17 novembro 2005

As canções da minha vida - 2


Eu tinha 8 anos quando se deu a Revolução dos Cravos.

É natural, portanto, que tenha retido muito pouco das politiquices da altura (e daí, talvez até tenha retido mais do pensava, mas hoje em dia, com tantos documentários e reposições, já tenho dificuldades em distinguir memória genuína de memória auxiliada por recordações posteriores).

Mas algo foi ficando ao longo dos tempos: a música de intervenção. Lembro-me até de, quando passava as férias de Verão na província, termos (eu, o meu irmão e alguns nativos) pertencido a uma "banda" (as aspas aqui deviam ser a triplicar) que usava como instrumentos umas guitarras feitas com umas ripas de madeira e fios de nylon (que davam todos o mesmo som) e uma bateria feita de panelas velhas e tampas de tachos.

O detalhe mais delicioso de que me lembro é o do microfone. Lembram-se daqueles desodorizantes em stick chamados Lander? O desodorizante estava dentro de um tubo de plástico que se retirava de dentro do frasco (muitos adultos desse tempo guardavam um destes frascos de vidro para guardar as lâminas da barba Schick ou Nacett e, assim, não terem que as colocar junto ao lixo comum. Esse tubo de plástico servia de microfone.
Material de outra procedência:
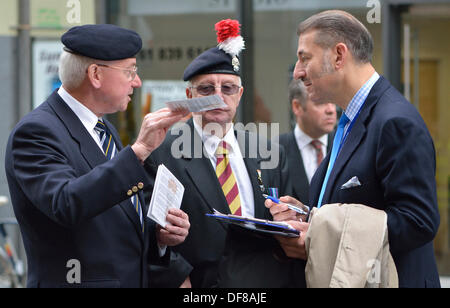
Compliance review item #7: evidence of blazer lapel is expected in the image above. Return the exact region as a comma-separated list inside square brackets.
[182, 119, 231, 214]
[48, 91, 106, 168]
[234, 131, 265, 218]
[104, 119, 147, 240]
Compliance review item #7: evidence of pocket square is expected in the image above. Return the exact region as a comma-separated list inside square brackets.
[341, 176, 361, 189]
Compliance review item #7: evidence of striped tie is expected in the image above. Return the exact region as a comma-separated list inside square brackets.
[94, 119, 144, 227]
[216, 141, 242, 216]
[95, 120, 117, 160]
E o que cantávamos? Música de intervenção; coisas como "O povo unido nunca mais será vencido", "Grândola, vila morena", etc.

Mas a canção rainha entre nós nesse tempo era a que agora partilho convosco, e de cuja letra continuo a lembrar-me integralmente.

SOMOS LIVRES (UMA GAIVOTA VOAVA, VOAVA)

Ontem apenas
fomos a voz sufocada
de um povo a dizer não quero
fomos os bobos do rei
mastigando desespero

Ontem apenas
fomos o povo a chorar
na sarjeta dos que à força
ultrajaram e venderam
esta terra hoje nossa
esta terra hoje nossa

Uma gaivota voava, voava
asas de vento, coração de mar
Como ela somos livres
somos livres de voar

Uma papoila crescia, crescia
grito vermelho num campo qualquer
Como ela somos livres
somos livres de crescer

Uma criança dizia, dizia
"Quando for grande não vou combater"
Como ela somos livres
somos livres de dizer

Somos um povo que cerra fileiras
parte à conquista do pão e da paz
Somos livres, somos livres
não voltaremos atrás



Autora, Compositora e Intérprete: Ermelinda Duarte (não consegui arranjar foto)

1 Comments:

Anonymous Anónimo said...

Livres QB! Não posso refilar com as medidazecas, para comunicação social ver, que o ME impõe, a não ser fazendo a grevezita que terá leituras mais ou menos míopes conforme se for de lá ou de cá...
Voar, nem pensar! Não há verba! Crescer? para que lado? para o que convém à UE? Eu também não queria combater e cá estou (é verdade que não corro risco de vida! A coisa não mata mas mói.)Quanto a cerrar fileiras... tem dias. Hoje é um deles.